Veterinary researcher works with South Korean company on African swine fever virus vaccine development
Thursday, July 16, 2020
An illustration of the development of a next-generation African swine fever virus vaccine using single-cycle Adenovirus. The work is taking place at Kansas State University. | Download this photo.
MANHATTAN — New vaccine development work at Kansas State University may soon help confront African swine fever, a disease that is endemic in sub-Saharan Africa. It has spread to different regions of Europe and Asia, causing devastating losses worth billions of dollars in China, Vietnam and other surrounding countries where pork is the most popular food item.
K-State is doing the vaccine development work through a sponsored research agreement facilitated by K-State Innovation Partners and MEDIAN Diagnostics Inc., or MDx, a veterinary medicine company based in South Korea. K-State Innovation Partners facilitates technology commercialization for the university.
"The technology we are utilizing is based on a novel adenovirus backbone — developed from human adenovirus serotype 6 — that can amplify a transgene up to 10,000 copies in the infected cell without producing infectious viruses," said Waithaka Mwangi, professor of diagnostic medicine and pathobiology in the university's College of Veterinary Medicine.
Mwangi said the technology of single-cycle adenovirus, or SCAd, allows a recombinant virus encoding a gene of interest to mediate protein expression in an infected cell in a similar manner as a replication competent virus but without producing infectious progeny — making it safe to use. This platform was originally developed at the Mayo Clinic.
"We believe this will be a way to deliver a safe and effective vaccine," Mwangi said.

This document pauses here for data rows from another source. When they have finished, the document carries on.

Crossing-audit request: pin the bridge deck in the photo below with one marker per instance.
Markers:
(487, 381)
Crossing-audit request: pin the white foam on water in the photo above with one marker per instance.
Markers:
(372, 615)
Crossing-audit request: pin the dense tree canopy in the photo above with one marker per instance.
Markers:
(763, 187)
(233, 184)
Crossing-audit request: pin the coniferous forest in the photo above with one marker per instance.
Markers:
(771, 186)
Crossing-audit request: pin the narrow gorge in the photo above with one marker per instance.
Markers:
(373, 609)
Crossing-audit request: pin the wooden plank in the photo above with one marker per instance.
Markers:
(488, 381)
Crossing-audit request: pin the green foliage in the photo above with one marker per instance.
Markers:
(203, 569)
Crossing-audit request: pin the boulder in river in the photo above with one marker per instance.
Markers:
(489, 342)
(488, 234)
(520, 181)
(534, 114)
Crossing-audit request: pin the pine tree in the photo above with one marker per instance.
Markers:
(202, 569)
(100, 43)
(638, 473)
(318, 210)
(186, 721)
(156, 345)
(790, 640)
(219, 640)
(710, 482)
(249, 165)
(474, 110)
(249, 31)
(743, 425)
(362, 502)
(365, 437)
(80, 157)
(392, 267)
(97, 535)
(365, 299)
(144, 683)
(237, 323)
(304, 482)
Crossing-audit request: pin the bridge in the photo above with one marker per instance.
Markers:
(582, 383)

Mwangi said that the single-cycle adenovirus vaccine platform can safely induce more robust and persistent immune responses compared to live, inactivated and subunit vaccines that are traditionally used.
"There are a lot of issues to be solved for commercializing an African swine fever virus vaccine and one of the main problems is safety," said JinSik Oh, CEO of MDx. "We should enhance the vaccine efficacy on the basis of guaranteed safety. We are convinced the SCAd technology is one of the most advanced and promising platforms to develop next-generation African swine fever vaccine candidates and Kansas State University is the best partner to cooperate with in the veterinary research and development area, so MDx made a decision to invest in this project."

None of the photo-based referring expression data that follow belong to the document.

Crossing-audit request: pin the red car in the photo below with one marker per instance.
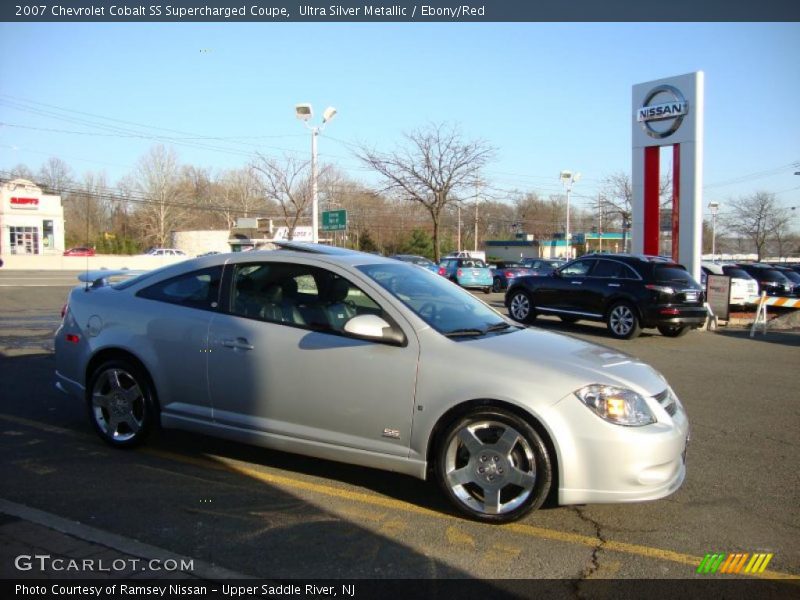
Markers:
(79, 252)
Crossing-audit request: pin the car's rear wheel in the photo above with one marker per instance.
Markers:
(121, 403)
(673, 330)
(623, 322)
(520, 307)
(493, 466)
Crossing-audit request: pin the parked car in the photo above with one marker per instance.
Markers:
(542, 266)
(213, 345)
(467, 272)
(744, 289)
(792, 276)
(770, 279)
(79, 251)
(504, 273)
(420, 261)
(628, 292)
(165, 252)
(787, 265)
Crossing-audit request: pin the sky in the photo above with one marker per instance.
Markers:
(549, 97)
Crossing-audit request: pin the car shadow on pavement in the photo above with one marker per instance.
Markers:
(784, 338)
(198, 496)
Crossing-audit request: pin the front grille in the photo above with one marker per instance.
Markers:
(667, 401)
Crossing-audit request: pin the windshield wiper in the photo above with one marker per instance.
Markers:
(465, 332)
(474, 331)
(498, 326)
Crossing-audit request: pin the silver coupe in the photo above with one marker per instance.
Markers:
(352, 357)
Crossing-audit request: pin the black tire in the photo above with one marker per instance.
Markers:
(520, 307)
(121, 403)
(674, 330)
(493, 466)
(623, 322)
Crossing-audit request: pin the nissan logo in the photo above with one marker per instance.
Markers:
(662, 111)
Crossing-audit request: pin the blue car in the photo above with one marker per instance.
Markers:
(467, 272)
(420, 261)
(505, 272)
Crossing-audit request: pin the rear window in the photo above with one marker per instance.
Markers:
(736, 272)
(673, 274)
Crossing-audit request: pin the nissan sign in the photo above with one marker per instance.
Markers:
(663, 111)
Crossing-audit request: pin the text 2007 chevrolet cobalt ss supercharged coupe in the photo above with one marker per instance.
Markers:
(356, 358)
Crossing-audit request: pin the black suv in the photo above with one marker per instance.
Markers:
(626, 291)
(770, 279)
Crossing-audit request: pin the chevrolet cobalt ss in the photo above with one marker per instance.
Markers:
(351, 357)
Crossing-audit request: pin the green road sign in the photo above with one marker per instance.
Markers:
(334, 220)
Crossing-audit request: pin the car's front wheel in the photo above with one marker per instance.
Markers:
(121, 403)
(673, 330)
(623, 322)
(520, 307)
(493, 466)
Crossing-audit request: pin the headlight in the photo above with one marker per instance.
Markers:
(616, 405)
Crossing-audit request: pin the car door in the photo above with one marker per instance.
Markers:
(299, 375)
(176, 332)
(561, 291)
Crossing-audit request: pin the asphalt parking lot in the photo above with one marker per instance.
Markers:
(276, 515)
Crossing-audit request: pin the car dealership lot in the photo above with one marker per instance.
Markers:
(278, 515)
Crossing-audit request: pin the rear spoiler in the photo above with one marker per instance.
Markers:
(101, 277)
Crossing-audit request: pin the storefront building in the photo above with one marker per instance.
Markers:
(31, 222)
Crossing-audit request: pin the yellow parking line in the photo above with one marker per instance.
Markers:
(399, 505)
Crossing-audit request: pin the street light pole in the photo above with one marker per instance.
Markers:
(713, 207)
(304, 112)
(567, 179)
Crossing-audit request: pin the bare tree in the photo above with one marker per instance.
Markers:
(287, 183)
(86, 210)
(434, 167)
(240, 194)
(157, 179)
(55, 176)
(757, 218)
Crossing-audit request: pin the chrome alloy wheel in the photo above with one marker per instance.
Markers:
(621, 320)
(490, 467)
(520, 307)
(118, 405)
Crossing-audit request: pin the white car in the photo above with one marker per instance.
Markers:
(165, 252)
(348, 356)
(744, 289)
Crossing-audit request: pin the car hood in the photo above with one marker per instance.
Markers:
(562, 363)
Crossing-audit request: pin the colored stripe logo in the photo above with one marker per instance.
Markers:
(733, 564)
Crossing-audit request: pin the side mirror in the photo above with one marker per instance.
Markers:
(373, 327)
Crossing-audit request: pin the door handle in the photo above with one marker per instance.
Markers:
(237, 344)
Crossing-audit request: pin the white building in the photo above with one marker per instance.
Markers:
(31, 222)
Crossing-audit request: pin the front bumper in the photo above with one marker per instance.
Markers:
(675, 315)
(600, 462)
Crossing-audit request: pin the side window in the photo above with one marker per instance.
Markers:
(579, 268)
(199, 289)
(297, 295)
(628, 273)
(608, 268)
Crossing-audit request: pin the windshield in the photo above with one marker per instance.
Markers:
(444, 306)
(674, 274)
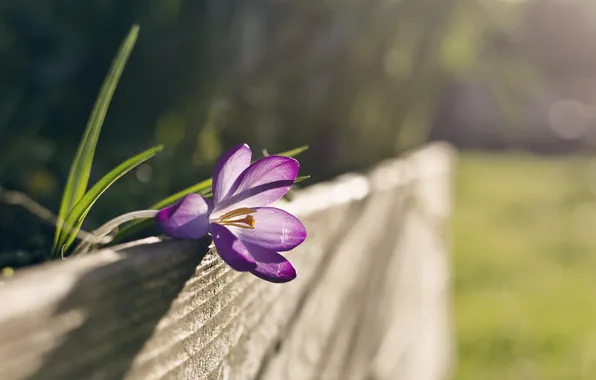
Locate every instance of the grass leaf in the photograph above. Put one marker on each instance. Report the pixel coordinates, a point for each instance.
(78, 176)
(203, 188)
(80, 210)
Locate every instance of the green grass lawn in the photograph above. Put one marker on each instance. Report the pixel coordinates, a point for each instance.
(525, 267)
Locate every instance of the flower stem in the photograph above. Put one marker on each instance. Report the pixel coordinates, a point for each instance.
(98, 235)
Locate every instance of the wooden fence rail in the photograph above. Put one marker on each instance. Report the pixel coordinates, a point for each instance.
(371, 300)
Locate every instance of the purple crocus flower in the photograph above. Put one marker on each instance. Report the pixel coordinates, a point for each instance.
(247, 234)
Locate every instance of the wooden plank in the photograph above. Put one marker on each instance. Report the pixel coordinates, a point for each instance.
(170, 310)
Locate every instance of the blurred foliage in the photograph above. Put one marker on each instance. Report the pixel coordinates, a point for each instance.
(357, 80)
(524, 267)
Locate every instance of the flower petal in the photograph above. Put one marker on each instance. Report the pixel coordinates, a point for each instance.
(264, 182)
(271, 266)
(186, 219)
(273, 229)
(228, 168)
(231, 249)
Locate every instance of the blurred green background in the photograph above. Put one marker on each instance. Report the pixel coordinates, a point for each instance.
(512, 83)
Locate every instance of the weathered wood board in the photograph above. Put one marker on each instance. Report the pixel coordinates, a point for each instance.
(371, 300)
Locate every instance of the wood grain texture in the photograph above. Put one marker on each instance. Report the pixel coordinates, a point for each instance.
(371, 300)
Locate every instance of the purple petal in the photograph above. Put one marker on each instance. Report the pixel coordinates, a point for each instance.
(231, 249)
(186, 219)
(274, 229)
(271, 266)
(264, 182)
(228, 168)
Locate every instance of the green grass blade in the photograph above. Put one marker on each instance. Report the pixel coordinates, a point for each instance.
(293, 152)
(78, 176)
(203, 188)
(78, 213)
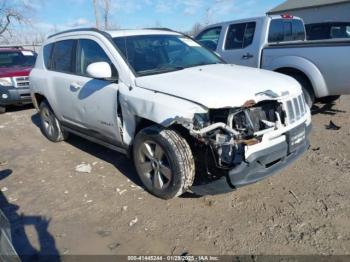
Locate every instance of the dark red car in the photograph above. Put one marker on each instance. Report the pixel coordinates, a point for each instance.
(15, 66)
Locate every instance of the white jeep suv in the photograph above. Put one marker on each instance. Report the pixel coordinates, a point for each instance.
(190, 121)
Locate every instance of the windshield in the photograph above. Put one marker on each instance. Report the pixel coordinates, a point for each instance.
(16, 58)
(155, 54)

MDx expects the formulation and testing of the new African swine fever virus vaccine candidate to be completed through this research and development project, which is entering the first year of funding and will continue through 2023.

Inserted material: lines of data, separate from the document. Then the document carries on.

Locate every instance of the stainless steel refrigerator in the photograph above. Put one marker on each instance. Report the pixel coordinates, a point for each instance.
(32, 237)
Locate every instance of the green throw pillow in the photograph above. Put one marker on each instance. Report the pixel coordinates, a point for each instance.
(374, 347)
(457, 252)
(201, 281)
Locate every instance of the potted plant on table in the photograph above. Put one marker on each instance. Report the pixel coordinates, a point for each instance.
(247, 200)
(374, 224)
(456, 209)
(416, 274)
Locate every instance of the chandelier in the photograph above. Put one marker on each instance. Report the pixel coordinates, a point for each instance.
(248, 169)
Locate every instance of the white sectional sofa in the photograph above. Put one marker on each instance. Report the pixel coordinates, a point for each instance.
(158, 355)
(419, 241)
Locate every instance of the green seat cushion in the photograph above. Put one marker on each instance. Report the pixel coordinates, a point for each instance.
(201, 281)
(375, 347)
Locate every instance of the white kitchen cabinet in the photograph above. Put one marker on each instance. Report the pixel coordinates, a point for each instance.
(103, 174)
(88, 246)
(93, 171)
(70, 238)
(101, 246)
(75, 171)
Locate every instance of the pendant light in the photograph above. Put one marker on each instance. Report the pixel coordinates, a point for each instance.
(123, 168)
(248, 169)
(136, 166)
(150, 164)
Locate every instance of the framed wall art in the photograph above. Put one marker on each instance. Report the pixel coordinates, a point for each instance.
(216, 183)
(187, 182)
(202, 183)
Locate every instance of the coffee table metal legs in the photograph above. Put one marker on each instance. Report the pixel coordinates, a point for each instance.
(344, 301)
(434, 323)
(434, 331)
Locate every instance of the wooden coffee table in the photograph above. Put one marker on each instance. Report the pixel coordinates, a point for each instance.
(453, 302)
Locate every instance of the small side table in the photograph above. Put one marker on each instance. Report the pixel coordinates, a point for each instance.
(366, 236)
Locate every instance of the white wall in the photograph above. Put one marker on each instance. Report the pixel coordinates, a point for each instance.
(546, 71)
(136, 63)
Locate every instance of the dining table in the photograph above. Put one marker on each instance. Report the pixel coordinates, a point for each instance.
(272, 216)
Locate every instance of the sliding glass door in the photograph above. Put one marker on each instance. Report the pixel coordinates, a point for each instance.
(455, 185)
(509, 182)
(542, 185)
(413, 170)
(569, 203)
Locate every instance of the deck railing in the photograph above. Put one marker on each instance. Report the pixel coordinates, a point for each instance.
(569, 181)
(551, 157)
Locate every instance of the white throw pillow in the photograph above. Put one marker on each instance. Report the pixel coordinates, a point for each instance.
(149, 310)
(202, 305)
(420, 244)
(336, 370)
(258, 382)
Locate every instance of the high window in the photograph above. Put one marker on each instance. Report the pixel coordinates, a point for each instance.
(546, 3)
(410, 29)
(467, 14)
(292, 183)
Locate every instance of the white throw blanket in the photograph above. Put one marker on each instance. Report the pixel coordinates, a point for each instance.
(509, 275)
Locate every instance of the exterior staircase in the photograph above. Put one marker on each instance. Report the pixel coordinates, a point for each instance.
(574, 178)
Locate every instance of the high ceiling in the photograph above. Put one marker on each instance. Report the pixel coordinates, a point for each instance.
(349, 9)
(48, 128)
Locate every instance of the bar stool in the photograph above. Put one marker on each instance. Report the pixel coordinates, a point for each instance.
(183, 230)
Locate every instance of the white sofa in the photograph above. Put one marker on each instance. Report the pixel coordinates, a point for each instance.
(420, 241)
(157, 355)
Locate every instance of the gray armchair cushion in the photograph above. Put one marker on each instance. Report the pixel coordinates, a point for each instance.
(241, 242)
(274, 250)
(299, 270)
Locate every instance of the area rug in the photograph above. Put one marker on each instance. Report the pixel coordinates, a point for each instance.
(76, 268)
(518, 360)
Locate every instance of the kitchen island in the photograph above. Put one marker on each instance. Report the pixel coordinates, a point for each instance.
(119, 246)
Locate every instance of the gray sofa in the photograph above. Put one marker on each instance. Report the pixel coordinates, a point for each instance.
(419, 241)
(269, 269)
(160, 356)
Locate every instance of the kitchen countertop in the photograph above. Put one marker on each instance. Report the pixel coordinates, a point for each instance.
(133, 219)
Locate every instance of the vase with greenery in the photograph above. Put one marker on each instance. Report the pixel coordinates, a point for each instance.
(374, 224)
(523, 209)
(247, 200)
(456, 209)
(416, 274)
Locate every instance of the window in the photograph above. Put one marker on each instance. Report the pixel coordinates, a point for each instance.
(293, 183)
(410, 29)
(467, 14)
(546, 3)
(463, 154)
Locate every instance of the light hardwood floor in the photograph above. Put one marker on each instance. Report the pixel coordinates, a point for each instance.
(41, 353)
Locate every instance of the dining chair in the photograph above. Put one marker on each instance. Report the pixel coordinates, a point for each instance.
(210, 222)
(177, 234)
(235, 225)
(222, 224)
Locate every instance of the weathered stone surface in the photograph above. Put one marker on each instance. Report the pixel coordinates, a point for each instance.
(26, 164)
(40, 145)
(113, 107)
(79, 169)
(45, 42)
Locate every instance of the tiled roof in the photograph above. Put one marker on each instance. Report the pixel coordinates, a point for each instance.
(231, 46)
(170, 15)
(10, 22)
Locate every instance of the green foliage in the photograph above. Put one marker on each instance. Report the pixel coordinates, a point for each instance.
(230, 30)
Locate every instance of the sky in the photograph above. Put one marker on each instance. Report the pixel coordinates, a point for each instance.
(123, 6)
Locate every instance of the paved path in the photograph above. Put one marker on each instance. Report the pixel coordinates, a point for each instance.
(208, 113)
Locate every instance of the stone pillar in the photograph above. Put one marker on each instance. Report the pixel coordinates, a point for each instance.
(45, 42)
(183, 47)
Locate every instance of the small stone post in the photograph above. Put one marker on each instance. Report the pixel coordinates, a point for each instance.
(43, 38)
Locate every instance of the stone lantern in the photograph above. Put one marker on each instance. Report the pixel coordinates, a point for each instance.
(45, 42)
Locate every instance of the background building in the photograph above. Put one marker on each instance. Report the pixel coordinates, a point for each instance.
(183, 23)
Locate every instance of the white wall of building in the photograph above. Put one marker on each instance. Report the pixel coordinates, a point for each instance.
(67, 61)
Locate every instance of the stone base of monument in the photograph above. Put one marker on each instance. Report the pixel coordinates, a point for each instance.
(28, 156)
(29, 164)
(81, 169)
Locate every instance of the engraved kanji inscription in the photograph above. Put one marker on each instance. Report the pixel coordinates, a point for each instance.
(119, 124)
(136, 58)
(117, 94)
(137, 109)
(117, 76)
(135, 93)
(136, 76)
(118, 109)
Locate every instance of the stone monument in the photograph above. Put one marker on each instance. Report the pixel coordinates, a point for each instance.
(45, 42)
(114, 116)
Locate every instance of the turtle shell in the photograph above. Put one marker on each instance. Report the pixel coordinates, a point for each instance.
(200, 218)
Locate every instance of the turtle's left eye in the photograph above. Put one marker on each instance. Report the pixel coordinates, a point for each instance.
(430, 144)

Were African swine fever to enter the U.S., where there are millions of feral pigs and ticks capable of transmitting the virus, it could cause billions of dollars in economic losses to swine and other related industries according to animal disease experts. The pork industry in China and other parts of Asia is expected to take a long time to recover from the 2018 outbreak and the virus is expected to become endemic in Europe where it has infected wild boars.